IV Lifecycle Overview
This section describes the alignment between data processing in the RI systems and the data lifecycle using IV Information Objects and IV Information Action Types. The description is framed against the phases of the Model Overview.
The diagram shown on the right provides a high level view of the data lifecycle. The rounded rectangles represent IV actions on data and the straight rectangles represent instances of IV objects at different states. The arrow lines link IV actions and IV objects as follows: arrows leaving an action connect to IV objects created by the action while arrows entering an action connect IV objects to actions applied on them. The black circle at the top of the diagram represents the starting point and the double circle at the bottom represents the end point. The types of diagrams used in this section are called activity diagrams (UML).
Data Acquisition: The data acquisition phase encompasses the actions defined for the observation/experimentation, storage, identification and storage of measurements/observations (raw data). In the diagram, the acquisition phase is represented by the "DataAcquisition" action which produces a measurement result data object with the state raw.
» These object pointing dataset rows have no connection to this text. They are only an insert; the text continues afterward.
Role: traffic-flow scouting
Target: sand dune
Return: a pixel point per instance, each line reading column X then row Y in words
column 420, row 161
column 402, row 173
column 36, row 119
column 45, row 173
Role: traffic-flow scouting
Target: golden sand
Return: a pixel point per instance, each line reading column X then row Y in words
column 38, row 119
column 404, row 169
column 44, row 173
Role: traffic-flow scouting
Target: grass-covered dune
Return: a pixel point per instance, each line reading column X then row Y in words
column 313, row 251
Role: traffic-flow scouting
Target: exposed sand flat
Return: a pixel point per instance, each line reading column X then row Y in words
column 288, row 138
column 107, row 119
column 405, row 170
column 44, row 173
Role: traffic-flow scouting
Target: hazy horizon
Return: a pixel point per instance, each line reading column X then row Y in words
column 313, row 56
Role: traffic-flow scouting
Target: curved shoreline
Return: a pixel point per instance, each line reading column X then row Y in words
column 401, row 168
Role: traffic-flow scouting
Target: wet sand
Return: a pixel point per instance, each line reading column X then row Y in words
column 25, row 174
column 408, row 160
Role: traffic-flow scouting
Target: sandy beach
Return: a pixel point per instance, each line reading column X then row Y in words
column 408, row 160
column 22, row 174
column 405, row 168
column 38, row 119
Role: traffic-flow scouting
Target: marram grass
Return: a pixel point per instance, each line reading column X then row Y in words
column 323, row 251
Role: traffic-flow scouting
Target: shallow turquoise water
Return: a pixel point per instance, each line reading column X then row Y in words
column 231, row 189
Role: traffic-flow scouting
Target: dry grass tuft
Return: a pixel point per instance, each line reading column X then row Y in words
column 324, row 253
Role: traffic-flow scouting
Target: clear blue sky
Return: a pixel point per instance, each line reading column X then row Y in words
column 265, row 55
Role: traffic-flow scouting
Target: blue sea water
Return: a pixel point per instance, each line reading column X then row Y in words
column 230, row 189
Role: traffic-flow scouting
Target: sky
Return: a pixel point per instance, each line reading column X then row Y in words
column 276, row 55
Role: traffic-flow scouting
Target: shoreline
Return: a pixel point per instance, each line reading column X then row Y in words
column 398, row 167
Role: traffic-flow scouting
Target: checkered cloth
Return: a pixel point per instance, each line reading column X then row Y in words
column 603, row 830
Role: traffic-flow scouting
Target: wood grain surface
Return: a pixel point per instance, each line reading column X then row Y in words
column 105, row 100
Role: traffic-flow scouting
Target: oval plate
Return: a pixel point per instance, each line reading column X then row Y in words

Data Curation: The data curation phase encompasses the actions that support the long term preservation and use of research data. The main product of this set of actions is persistent data in a stable state (curated data). In the diagram, the curation phase is represented by the "DataCuration" action which produces a persistent data object with the state curated.
Data Publishing: The data publishing phase encompasses the actions that guaranty data access and discovery for entities (people and systems) outside the RI. In the diagram, the publishing phase is represented by the "DataPublishing" action which produces a persistent data object with the state published.
Data Processing: The data processing phase encompasses the actions that support making use of the RI published data. In the diagram, the processing phase is represented by the "DataProcessing" action which produces a persistent data object with the state processed.
Data Use: The data use phase is a bridge phase which sits between processing and acquisition. In this phase, the data is used and may produce new data (raw data) which can in turn be persisted by an RI. In the diagram the usage phase is represented by the "DataUse" action which produces a data product object with the state raw.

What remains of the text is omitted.